Last updated June 4, 2021 at 8:24 AM

Supplemental Information

Authorized By: 4729.26, 3719.28
Amplifies: 3719.05, 3719.07, 3719.09, 4729.28, 4729.37, 4729.51
Five Year Review Date: 6/4/2026
Prior Effective Dates: 1/15/2016
Rule 4729:5-3-19 | Naloxone for emergency use and distribution via automated mechanisms.
 

(A) As used in this rule, "tamper-evident" means a package, storage container or other physical barrier that is sealed or secured in such a way that access to the drugs stored within is not possible without leaving visible proof that such access has been attempted or made.

(B) In accordance with section 4729.515 of the Revised Code, a terminal distributor of dangerous drugs may acquire and maintain a supply of naloxone for use in emergency situations and for distribution through an automated mechanism. The naloxone may be maintained at a location other than the location licensed as a terminal distributor of dangerous drugs.

(C) In the case of naloxone for use in emergency situations, a terminal distributor of dangerous drugs shall do all of the following:

(1) Provide written materials regarding the emergency administration of naloxone to any individual who accesses the naloxone, to include:

(a) Specific instruction to summon emergency services pursuant to division (D)(2) of section 4729.515 of the Revised Code.

(b) Procedures for administering naloxone contained within the kit, including the possible administration of multiple doses.

(c) Performing rescue breathing and the use of a face shield or other rescue breathing barrier device, which shall be provided with the naloxone.

(d) Proper method for placing an individual into the recovery position.

(2) Specify a process to be used to notify the terminal distributor that the naloxone has been accessed within a reasonable time of its being accessed, which may include any of the following:

(a) Documented checks of the emergency naloxone and its required components, to be conducted at least every thirty days, by an employee of the terminal distributor of dangerous drugs. The terminal distributor shall include a telephone number where persons can report that the emergency naloxone has been used and needs replenishment.

(b) An automated alert that notifies the terminal distributor when the emergency naloxone is accessed.

(c) Any other method approved by the board's executive director or the director's designee.

(3) Except in instances where naloxone is not commercially available, including the absence of a manufacturer for the drug or the lack of a readily available supply of the drug from a manufacturer or wholesaler, a terminal distributor of dangerous drugs shall replace any naloxone and, if missing or used, any required components (instructions, rescue breathing barrier device, etc.) no later than forty-eight hours following notification that naloxone has been accessed in accordance with paragraph (C)(2) of this rule.
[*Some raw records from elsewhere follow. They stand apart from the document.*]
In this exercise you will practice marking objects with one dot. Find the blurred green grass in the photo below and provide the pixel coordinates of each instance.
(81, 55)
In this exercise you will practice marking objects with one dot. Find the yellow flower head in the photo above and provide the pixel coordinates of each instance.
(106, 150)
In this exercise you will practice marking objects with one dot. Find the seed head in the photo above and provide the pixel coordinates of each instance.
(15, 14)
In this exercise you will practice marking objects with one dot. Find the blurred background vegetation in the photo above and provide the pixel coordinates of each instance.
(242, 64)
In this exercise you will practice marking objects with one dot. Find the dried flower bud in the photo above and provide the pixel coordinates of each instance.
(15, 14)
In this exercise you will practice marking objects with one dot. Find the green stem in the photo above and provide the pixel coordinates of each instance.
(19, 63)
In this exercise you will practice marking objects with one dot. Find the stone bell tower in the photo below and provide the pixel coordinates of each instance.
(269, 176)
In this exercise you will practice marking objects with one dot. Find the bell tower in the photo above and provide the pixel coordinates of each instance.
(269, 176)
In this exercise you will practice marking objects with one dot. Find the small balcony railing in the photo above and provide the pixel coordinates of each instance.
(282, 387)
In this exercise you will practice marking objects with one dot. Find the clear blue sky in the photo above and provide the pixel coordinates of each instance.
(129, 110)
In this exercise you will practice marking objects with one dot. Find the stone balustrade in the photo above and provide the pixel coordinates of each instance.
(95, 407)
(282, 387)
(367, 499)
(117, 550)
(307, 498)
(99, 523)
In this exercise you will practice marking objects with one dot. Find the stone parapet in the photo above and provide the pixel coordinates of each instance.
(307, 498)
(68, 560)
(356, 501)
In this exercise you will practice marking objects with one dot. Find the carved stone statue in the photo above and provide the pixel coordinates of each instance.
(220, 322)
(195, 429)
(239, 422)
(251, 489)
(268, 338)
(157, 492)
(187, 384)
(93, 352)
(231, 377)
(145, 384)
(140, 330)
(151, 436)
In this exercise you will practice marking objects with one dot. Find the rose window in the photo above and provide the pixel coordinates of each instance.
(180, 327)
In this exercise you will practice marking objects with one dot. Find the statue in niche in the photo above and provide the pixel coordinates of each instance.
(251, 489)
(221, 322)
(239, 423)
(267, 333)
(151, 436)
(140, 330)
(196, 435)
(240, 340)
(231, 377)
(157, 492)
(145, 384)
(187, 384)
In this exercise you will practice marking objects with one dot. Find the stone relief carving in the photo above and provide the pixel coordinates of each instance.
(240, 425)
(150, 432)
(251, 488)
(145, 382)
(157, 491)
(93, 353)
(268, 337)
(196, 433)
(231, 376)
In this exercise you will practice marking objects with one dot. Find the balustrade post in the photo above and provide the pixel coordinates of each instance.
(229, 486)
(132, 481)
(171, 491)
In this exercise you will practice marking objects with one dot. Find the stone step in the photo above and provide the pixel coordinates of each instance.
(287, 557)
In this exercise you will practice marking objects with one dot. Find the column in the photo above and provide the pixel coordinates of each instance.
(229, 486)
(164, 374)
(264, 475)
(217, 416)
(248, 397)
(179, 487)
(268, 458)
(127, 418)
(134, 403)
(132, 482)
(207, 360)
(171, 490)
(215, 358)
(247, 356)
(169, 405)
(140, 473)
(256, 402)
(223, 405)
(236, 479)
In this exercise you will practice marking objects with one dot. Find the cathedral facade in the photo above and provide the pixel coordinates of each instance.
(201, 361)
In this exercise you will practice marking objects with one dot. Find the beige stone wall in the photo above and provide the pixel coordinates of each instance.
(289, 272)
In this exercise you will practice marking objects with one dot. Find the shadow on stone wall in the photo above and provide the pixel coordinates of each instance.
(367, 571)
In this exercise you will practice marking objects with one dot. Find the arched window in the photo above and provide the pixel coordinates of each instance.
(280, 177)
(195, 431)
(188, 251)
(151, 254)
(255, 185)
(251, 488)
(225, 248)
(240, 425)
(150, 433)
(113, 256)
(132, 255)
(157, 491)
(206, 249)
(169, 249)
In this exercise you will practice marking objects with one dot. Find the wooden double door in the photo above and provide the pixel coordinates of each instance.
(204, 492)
(4) Maintain the naloxone in accordance with the manufacturer's or distributor's instructions.

(a) All naloxone maintained for emergency use in accordance with this paragraph shall be sealed in a tamper-evident manner to ensure the integrity of the drug.

(b) Any naloxone that shows sign of tampering or adulteration shall be immediately removed by the terminal distributor of dangerous drugs and replaced within forty-eight hours of discovering the naloxone has been tampered with or is adulterated.
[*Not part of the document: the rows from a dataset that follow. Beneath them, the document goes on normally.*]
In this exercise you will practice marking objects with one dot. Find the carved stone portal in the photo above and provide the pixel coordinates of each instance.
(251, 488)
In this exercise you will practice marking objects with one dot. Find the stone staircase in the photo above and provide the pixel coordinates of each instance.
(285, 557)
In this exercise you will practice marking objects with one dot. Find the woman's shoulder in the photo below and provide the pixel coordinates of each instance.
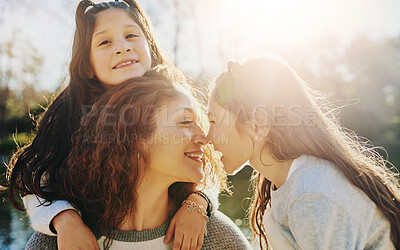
(39, 241)
(224, 234)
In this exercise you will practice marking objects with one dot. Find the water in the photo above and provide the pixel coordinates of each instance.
(15, 229)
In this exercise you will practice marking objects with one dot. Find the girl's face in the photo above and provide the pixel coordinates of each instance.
(119, 49)
(175, 149)
(236, 148)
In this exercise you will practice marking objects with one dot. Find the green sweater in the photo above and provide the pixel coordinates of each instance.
(222, 234)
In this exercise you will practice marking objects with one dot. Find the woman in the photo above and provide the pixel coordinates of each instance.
(318, 186)
(137, 156)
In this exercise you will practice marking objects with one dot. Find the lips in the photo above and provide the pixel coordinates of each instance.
(195, 155)
(125, 63)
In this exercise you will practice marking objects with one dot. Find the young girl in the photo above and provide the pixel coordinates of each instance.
(113, 42)
(144, 143)
(318, 185)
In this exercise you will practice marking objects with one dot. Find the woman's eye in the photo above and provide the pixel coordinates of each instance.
(187, 122)
(104, 42)
(131, 36)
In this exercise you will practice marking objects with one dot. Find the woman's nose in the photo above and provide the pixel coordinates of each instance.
(123, 47)
(199, 136)
(210, 135)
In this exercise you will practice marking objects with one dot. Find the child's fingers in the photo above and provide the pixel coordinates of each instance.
(193, 244)
(177, 241)
(96, 245)
(186, 242)
(170, 232)
(200, 241)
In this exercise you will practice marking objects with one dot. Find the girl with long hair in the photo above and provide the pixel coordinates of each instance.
(317, 184)
(113, 41)
(140, 152)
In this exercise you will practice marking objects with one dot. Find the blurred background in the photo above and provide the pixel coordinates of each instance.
(350, 49)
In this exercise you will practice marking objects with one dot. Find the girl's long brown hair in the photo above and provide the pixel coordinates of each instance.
(307, 124)
(108, 157)
(40, 160)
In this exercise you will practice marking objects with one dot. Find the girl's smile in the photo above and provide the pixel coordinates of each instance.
(119, 48)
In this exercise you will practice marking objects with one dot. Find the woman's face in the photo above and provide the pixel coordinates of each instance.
(119, 48)
(236, 148)
(175, 149)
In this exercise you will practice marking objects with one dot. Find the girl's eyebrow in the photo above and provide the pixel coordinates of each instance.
(127, 26)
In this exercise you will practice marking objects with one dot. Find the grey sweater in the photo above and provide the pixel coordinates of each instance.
(318, 208)
(222, 234)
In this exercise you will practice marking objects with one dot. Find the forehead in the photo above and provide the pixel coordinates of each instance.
(181, 105)
(213, 107)
(108, 18)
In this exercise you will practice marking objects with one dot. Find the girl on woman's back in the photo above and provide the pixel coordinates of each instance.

(c) A terminal distributor shall develop and implement a policy to ensure that naloxone that exceeds its manufacturer's expiration date is removed and properly disposed.

(5) A terminal distributor maintaining naloxone in accordance with this paragraph shall:

(a) Maintain a complete list that includes the address and description of the location (e.g. first floor hallway, second floor conference room, etc.) of where the terminal distributor maintains the naloxone for emergency use. The list shall be immediately available for inspection upon request of an employee of the board.

(b) Keep a record of the naloxone maintained for emergency use that includes the name, strength, dosage form, national drug code and expiration date. Records shall be readily retrievable and maintained for a period of three years.

(c) Ensure the naloxone is maintained in a container or device that is securely fastened to a permanent structure and is clearly marked to indicate naloxone is available for emergency use.

(6) The requirements of this paragraph shall not apply to a service entity that maintains naloxone for emergency administration in accordance section 4729.514 of the Revised Code.

(D) In the case of naloxone for distribution through an automated mechanism, a terminal distributor of dangerous drugs shall do all the following:

(1) Ensure the mechanism is securely fastened to a permanent structure or is of an appropriate size and weight to reasonably prevent it from being removed from its intended location.

(2) Develop a process to be used to monitor and replenish the inventory of naloxone maintained in the automated mechanism, which may include any of the following:

(a) Documented checks of the mechanism, to be conducted at least every thirty days, by an employee of the terminal distributor of dangerous drugs.

(b) An electronic system to monitor the inventory of naloxone within the mechanism.

(c) Any other method approved by the Board's executive director or the director's designee.

(3) Provide written educational materials to the person accessing the naloxone appropriate to the dosage form of naloxone distributed, including, but not limited to, all of the following:

(a) Risk factors of opioid overdose.

(b) Strategies to prevent opioid overdose.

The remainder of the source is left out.